«Rochefort, le 22 mai 1807.»
On voit, par ces rapports qui se trouvent presque conformes, quoique faits dans des villes éloignées les unes des autres, à des époques et par des personnes différentes, que les procédés de M. Appert sont aussi sûrs qu'utiles. Ils offrent un moyen de jouir, toute l'année, dans toute la France, et de savourer à son aise les productions qui n'appartiennent qu'à une de ses parties, sans craindre de les recevoir altérées par le transport et l'éloignement de la saison qui les a vues naître. Déjà, sous ce seul rapport, l'avantage paraît grand; aussi n'a-t-il pas échappé aux poètes et littérateurs aimables qui chantent, pour s'égayer, les succès qu'obtient l'art de préparer les mets. M. Appert a reçu d'eux, plusieurs fois, les éloges les plus flatteurs et les plus mérités.
Les procédés de cet artiste ne sont pas moins utiles à l'économie du sucre pour les fruits, parce qu'ils conservent, sans son secours, leurs sucs jusqu'au moment de les consommer. Il suffit, à cette époque, d'y ajouter un peu de sucre, pour les rendre agréables, tandis qu'il en aurait fallu le double pour les conserver, à l'aide de ce condiment. On peut ajouter encore que la saveur et l'arome des substances sont mieux conservés par les moyens de M. Appert, que par la coction qui s'emploie ordinairement pour les confire à l'aide du sucre. Voilà deux avantages, dont l'un paraît bien grand, lorsqu'on examine la quantité prodigieuse de cette denrée coloniale qui sert à conserver, chaque année, les sucs et les fruits. L'établissement de M. Appert n'a peut-être pas été assez apprécié par de riches capitalistes qui auraient pu lui donner rapidement le degré d'extension désirable, et qu'il ne prendra que successivement, si cet artiste est livré à ses propres moyens.

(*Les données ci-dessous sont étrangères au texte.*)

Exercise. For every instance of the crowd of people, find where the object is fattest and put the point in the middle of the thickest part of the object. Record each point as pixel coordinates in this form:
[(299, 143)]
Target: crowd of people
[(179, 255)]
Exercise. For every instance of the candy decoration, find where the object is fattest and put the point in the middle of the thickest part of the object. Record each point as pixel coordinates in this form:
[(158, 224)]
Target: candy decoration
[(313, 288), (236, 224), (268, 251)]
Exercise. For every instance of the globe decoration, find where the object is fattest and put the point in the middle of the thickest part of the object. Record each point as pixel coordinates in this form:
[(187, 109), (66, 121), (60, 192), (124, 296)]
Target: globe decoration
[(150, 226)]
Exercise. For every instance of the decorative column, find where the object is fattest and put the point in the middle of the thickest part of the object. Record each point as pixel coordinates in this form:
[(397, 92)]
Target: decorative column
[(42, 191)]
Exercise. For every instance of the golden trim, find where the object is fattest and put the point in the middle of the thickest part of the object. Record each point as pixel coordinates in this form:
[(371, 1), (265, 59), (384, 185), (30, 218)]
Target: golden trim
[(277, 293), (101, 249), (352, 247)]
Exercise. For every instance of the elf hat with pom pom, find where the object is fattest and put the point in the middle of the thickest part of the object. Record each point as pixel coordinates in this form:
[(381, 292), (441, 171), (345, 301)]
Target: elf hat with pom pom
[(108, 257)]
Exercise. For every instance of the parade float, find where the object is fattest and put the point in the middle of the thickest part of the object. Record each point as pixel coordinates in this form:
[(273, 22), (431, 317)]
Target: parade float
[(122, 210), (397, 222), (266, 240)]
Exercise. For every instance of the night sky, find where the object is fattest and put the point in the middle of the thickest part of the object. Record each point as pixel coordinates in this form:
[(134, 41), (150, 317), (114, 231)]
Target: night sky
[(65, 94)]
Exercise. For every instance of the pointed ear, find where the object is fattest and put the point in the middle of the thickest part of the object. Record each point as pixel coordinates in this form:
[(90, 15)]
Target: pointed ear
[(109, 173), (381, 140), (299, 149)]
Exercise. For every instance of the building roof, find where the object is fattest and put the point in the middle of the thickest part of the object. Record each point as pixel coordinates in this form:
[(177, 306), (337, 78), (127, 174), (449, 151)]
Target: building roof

Les succès qu'il a déjà obtenus augmentent son zèle, et lui font porter ses vues plus loin; il promet de faire parvenir au-delà de la Ligne, sans être altérées, les productions agréables dont la nature a favorisé notre sol. Il veut par là multiplier les jouissances de l'Indien, du Mexicain, de l'Africain, comme celles du Lapon, et transporter en France, des pays les plus éloignés, une infinité de substances que nous désirerions avoir dans leur état naturel.
Déjà les essais qui ont été faits, à bord de quelques vaisseaux, prouvent que les malades d'un équipage se trouveront fort satisfaits des préparations de M. Appert, qui leur offrent la facilité de pouvoir se procurer, au besoin, de la viande et du bouillon de bonne qualité, du lait, des fruits acides, même des sucs antiscorbutiques; car M. Appert assure pouvoir conserver ces derniers.
Quant à l'embarcation de la viande nécessaire à tout un équipage, pour un voyage de long cours, il semble s'élever une légère difficulté, par la multiplicité des bouteilles qu'il faudrait avoir; mais M. Appert trouvera sans doute les moyens de faire cesser cet inconvénient, par le choix de vases moins fragiles, et d'une capacité plus grande.
Telle est notre manière de penser sur les substances conservées par M. Appert et soumises à notre examen; qu'elles se sont trouvées toutes de bonne qualité; qu'on peut les employer sans aucune espèce d'inconvénient, et que la Société doit des éloges à l'auteur, pour avoir avancé à ce point l'art de conserver des substances végétales et animales. Nous nous plaisons ici à rendre hommage au zèle et au désintéressement qu'il a mis pour parvenir à son but.
Lorsque les relations commerciales seront plus faciles, M. Appert n'aura besoin que de son talent et de sa persévérance pour établir une branche de commerce qui lui sera utile ainsi qu'à son pays; mais, dans ce moment, ses concitoyens ne peuvent mieux récompenser ses travaux qu'en employant les produits de sa manufacture.
Nota. M. Appert désire conserver des relations avec la Société, pour l'instruire du résultat des nouveaux travaux auxquels il va se livrer d'après l'invitation de vos commissaires.
Le conseil partageant l'avis de la commission, adopte le présent rapport et ses conclusions, et arrête qu'il sera inséré au Bulletin de la société.